Dr. Bennett stated that considerable skill is needed to correctly check for a patient’s tender points (i.e., digital palpation that is done with certain amount of applied pressure), yet this technique is not typically taught at most medical schools.

Many primary care physicians have been avoiding tender point examinations, or if the exams were performed, they might often have been done incorrectly.

It is thought that a percentage of patients who likely have FM have not been diagnosed with it, either due to poor examination of their tender points or not having the minimum number of required tender points. As a result, physicians had already started to rely on symptoms commonly found in FM patients (i.e., sleep problems, decreased mental clarity, forgetfulness, and impaired function during daily activities) when making a diagnosis of FM, but with no consistent standards in place.

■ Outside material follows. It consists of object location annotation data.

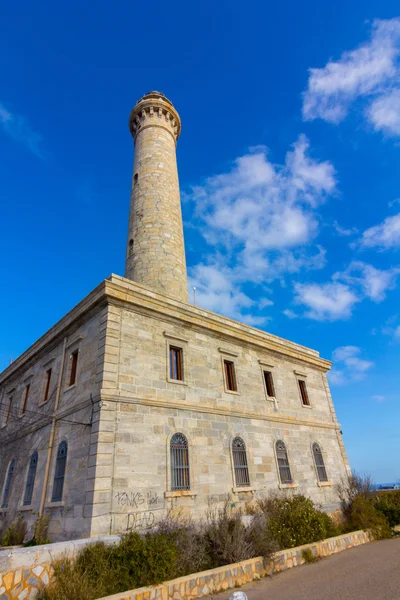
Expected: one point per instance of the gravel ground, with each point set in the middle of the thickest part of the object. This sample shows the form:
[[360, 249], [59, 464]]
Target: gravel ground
[[369, 572]]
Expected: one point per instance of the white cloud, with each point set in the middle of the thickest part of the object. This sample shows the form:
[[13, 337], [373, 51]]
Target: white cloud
[[216, 291], [326, 301], [370, 71], [351, 366], [384, 113], [259, 217], [343, 231], [334, 300], [385, 235], [18, 128], [373, 283], [289, 313]]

Other specialists mentioned in their criticisms:

  • that the excessive focus on tender points, which had not improved overall medical knowledge about the cause of pain in FM
  • that the examination of tender points also did not accurately measure the effectiveness of treatments (i.e., treatments which might help FM patients may not cause any changes to their tender points)
  • that the fluctuation of pain and presence of many other symptoms had been long overlooked
  • that studies of FM were disproportionately limited to females.

One of the study authors, Dr. Robert S. Katz, a rheumatologist at Rush University Medical Center, elaborated on this discrepancy in a June 2010 issue of Science Daily, "The tender point test also has a gender bias because men may report widespread pain, but they generally aren't as tender as women. Fibromyalgia may be under-diagnosed in both men and women because of the reliance on 11 tender points, rather than considering other central features of the illness.”

However, most researchers felt the old criteria had helped to bring the science and recognition of FM to where it stands today.